Mientras subía la estrecha escalera con la cesta para la ropa, no pudo evitar preguntarse qué había en el cuarto de baño de Peeta y qué lo había impulsado a construir una casa tan magnífica. Pero no sabía siquiera si tendría ocasión de preguntárselo. Desde que se separaran la mañana anterior, Peeta no había hecho intento alguno por ponerse en contacto con ella y, aunque sus tareas no la hubieran impedido buscarlo, Katniss no tenía ni la más leve idea de dónde encontrarlo. Había oído decir al novio de Myra, que trabajaba en los establos, que el señor Mellark se había ido temprano a sus oficinas en el puerto.

Si quería encontrarlo y decirle lo que pensaba, no quería en cambio que nadie notara su ausencia, porque no sentía deseo alguno de ser ella la que explicara aquel sinsentido. Peeta había montado aquella farsa. Que se la explicara él al servicio. Por ahora, ella pensaba llevar a cabo sus quehaceres lo mejor que pudiera, pese a que tenía ampollas en los pies por llevar aquellos zapatos bastos y grandes y empezaban a salirle callos en las manos.

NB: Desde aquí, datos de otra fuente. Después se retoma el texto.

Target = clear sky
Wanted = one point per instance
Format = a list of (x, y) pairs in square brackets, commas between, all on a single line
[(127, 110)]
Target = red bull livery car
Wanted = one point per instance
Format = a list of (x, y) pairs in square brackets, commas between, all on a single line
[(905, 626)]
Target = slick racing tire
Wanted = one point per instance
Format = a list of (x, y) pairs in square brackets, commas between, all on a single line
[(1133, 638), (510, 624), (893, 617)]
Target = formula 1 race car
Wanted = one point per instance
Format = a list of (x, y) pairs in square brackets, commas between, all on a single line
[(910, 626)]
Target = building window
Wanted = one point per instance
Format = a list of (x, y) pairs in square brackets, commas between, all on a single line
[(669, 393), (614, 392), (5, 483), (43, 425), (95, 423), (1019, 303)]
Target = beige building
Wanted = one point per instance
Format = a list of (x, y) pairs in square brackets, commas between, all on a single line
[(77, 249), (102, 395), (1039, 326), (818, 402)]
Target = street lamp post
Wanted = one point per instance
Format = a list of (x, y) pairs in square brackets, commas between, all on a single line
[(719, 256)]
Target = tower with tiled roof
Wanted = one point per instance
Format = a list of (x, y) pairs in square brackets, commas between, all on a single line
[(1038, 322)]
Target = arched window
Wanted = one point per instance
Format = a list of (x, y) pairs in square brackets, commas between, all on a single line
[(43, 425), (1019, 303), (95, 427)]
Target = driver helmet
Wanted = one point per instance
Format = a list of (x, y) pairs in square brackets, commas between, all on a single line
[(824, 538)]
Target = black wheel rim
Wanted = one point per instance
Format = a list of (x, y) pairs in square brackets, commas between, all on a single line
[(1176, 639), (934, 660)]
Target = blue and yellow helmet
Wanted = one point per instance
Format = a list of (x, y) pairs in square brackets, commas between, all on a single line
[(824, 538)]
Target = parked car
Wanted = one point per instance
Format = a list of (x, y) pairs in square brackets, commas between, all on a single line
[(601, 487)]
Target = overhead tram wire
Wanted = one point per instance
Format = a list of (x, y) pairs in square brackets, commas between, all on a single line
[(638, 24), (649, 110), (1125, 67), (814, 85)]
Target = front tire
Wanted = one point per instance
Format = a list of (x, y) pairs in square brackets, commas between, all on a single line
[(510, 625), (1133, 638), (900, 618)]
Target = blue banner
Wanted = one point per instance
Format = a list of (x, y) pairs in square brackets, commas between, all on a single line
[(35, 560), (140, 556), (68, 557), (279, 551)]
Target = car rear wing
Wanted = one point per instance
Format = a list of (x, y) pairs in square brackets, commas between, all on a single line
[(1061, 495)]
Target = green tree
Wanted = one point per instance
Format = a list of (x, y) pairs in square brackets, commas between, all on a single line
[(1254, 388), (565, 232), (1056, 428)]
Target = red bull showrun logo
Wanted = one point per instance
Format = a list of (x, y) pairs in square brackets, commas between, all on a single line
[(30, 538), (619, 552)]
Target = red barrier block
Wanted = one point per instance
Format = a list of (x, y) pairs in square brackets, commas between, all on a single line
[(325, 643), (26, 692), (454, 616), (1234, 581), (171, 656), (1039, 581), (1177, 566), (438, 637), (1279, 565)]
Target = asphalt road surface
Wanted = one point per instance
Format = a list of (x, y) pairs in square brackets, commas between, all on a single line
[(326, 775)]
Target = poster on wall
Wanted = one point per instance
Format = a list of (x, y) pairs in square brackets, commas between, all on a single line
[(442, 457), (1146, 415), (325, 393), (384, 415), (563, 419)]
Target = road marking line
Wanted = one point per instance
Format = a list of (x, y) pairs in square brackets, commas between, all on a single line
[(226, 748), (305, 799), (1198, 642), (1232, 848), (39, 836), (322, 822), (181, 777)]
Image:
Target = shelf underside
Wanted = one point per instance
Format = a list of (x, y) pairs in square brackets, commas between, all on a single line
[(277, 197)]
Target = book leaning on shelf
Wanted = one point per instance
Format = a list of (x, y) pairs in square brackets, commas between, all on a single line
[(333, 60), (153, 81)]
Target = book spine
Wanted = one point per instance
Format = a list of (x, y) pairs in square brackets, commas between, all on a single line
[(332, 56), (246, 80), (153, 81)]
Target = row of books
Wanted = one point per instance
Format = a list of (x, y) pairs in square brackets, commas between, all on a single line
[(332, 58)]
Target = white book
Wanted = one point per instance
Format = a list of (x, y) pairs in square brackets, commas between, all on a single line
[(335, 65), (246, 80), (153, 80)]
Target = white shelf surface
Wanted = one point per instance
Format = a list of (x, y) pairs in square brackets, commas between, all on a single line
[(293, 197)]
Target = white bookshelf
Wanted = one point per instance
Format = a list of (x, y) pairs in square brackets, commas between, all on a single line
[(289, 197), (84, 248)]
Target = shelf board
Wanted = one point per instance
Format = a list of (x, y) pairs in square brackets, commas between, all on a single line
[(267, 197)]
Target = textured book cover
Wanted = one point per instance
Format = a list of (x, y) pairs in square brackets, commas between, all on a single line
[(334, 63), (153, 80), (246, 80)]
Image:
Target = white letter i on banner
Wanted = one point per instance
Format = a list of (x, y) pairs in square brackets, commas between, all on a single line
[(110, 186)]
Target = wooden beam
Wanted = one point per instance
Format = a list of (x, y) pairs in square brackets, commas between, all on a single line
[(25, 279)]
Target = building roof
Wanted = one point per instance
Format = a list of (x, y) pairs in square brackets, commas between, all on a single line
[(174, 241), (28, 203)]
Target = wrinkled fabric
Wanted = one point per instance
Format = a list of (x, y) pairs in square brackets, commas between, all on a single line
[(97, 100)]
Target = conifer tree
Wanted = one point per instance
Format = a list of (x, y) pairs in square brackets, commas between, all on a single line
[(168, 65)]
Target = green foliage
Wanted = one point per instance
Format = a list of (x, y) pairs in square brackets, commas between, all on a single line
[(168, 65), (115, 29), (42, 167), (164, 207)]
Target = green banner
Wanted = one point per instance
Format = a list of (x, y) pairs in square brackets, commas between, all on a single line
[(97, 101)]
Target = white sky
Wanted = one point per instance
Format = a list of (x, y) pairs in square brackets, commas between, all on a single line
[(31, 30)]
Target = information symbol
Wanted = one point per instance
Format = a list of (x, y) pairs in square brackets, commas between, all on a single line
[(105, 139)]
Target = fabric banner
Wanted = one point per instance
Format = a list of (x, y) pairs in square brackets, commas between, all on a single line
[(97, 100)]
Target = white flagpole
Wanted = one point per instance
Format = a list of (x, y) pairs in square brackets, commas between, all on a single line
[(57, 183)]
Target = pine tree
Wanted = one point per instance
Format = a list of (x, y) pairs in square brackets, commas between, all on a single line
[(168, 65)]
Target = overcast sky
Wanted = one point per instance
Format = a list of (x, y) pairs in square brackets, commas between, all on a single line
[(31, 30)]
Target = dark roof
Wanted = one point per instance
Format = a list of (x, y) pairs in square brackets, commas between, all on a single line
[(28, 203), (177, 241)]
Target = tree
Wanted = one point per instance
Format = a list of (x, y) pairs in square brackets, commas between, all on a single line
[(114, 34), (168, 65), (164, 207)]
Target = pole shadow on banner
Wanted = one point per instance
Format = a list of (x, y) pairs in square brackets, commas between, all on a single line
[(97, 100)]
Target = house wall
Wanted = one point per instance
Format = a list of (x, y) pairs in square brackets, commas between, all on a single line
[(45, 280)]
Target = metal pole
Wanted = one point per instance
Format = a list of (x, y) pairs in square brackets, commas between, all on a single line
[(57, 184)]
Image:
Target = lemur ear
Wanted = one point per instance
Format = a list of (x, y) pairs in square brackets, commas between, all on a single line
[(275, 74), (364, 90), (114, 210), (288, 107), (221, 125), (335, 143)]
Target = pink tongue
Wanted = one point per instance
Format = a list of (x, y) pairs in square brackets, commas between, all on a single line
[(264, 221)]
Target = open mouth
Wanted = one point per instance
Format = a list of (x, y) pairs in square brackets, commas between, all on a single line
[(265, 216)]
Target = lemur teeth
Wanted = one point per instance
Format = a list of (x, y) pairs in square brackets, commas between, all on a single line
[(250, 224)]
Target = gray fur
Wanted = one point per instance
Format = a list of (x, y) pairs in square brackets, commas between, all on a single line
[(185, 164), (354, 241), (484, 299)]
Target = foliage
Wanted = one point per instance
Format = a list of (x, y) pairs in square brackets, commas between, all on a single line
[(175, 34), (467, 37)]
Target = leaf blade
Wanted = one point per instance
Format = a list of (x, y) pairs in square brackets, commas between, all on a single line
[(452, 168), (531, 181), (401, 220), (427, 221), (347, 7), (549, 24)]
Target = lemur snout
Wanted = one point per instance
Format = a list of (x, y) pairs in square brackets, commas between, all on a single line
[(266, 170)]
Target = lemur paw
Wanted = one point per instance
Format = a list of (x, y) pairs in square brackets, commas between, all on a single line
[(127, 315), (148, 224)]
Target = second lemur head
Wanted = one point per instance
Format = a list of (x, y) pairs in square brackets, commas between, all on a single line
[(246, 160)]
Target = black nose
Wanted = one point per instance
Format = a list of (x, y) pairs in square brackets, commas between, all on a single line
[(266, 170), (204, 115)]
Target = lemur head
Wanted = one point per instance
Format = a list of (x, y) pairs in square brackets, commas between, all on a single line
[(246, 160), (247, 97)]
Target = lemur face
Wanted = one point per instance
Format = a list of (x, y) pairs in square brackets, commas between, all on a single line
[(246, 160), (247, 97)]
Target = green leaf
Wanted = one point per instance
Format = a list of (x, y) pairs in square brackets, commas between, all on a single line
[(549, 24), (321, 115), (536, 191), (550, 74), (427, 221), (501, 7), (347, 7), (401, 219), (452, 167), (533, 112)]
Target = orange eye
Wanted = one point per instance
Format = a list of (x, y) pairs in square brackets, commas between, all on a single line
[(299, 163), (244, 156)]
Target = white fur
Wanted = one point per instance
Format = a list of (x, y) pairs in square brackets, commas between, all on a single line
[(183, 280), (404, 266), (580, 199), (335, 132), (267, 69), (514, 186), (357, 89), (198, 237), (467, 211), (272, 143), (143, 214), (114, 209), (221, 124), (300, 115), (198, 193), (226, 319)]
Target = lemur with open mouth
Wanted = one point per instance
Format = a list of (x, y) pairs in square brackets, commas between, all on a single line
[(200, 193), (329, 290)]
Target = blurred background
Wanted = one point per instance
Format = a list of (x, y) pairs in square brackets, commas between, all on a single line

La primera alcoba en la que entró no se había usado recientemente —ello saltaba a la vista—, pero de todos modos deshizo la cama, como le habían ordenado. Al entrar en el segundo dormitorio, se dio cuenta de que era aquél el que usaba Peeta. La habitación sólo evocaba su presencia —el artesonado oscuro, las cortinas verdes oscuras de la cama y los cortinajes de las ventanas—, sino que también olía a él.